The states of New Jersey and Pennsylvania argued before the U.S. Supreme Court last week that they should not have to return to the federal government $1.45 million in Title I funds that the Education Department (ed) alleges were misspent prior to 1978.
In two cases heard together by the Court (Bell v. New Jersey and Bell v. Pennsylvania), the states argued that until 1978 ed had no specific statutory authority to recover federal funds and that the law cannot be “retroactively” applied.
Margaret Hunting, deputy attorney general of Pennsylvania, noted that the federal government has the “very effective remedy” of seeking criminal penalties in these cases or of withholding future funds.
The government is arguing, according to a brief filed with the Court, that the federal government has an “inherent right” to recover funds that have been illegally spent unless this right is expressly removed by the Congress.
At issue is the authority of the Education Department to recover federal funds distributed to the states that have been determined--through audits--to have been “misapplied” under the terms of Title I of the Elementary and Secondary Education Act of 1965--renamed Chapter 1 by a 1981 law known as the Education Consolidation and Improvement Act.

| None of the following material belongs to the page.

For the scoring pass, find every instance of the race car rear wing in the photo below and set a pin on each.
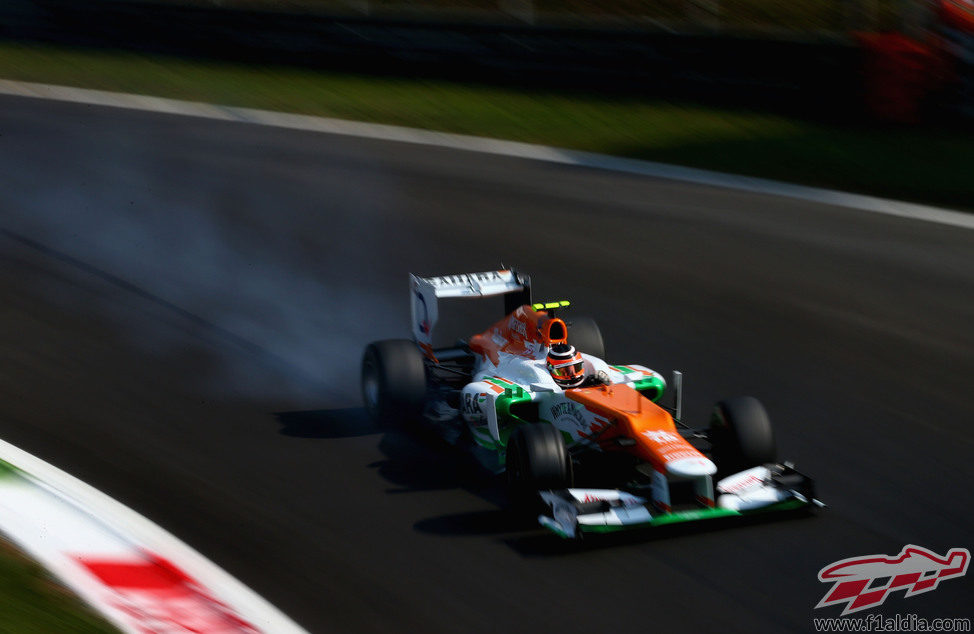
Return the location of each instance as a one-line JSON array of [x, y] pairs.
[[425, 291]]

According to a brief filed by the Justice Department on behalf of the ed, there are 27 similar pending Title I cases, involving audit claims of more than $60 million, the outcome of which could be determined by the decision in this case.
The brief contends that the government stands to lose control of expenditures in over 1,000 grants and contracts administered by federal agencies other than ed
In 1980, the ed asked the two states in the Supreme Court suit to return Title I funds based on earlier audits showing that between 1967 and 1973 the two states had spent their allocations on some schools that did not qualify for Title I aid.
However, the U.S. Court of Appeals for the Third Circuit ruled in 1981 that the states did not have to return the money because the alleged improper expenditures took place before the General Education Provisions Act of 1978 (gepa) established the Education Appeal Board and gave the federal government explicit power to demand the return of improperly spent funds.
The appeals court relied on the “overarching principle” of Pennhurst State School & Hospital v. Halderman, a 1981 decision in which the Supreme Court said “the terms and conditions of a federal grant must be set forth clearly and unambiguously in the statute authorizing the grant.”
Soon after that, the U.S. Court of Appeals for the Fourth Circuit reached the opposite conclusion in a case involving West Virginia and ordered the state to return to the federal government $125,000 of a 1975 Title I grant.
The government appealed the Third Circuit’s ruling to the Supreme Court. The states of West Virginia and Maryland (which has also been ordered to repay Title I funds) have filed friend-of-the-court briefs.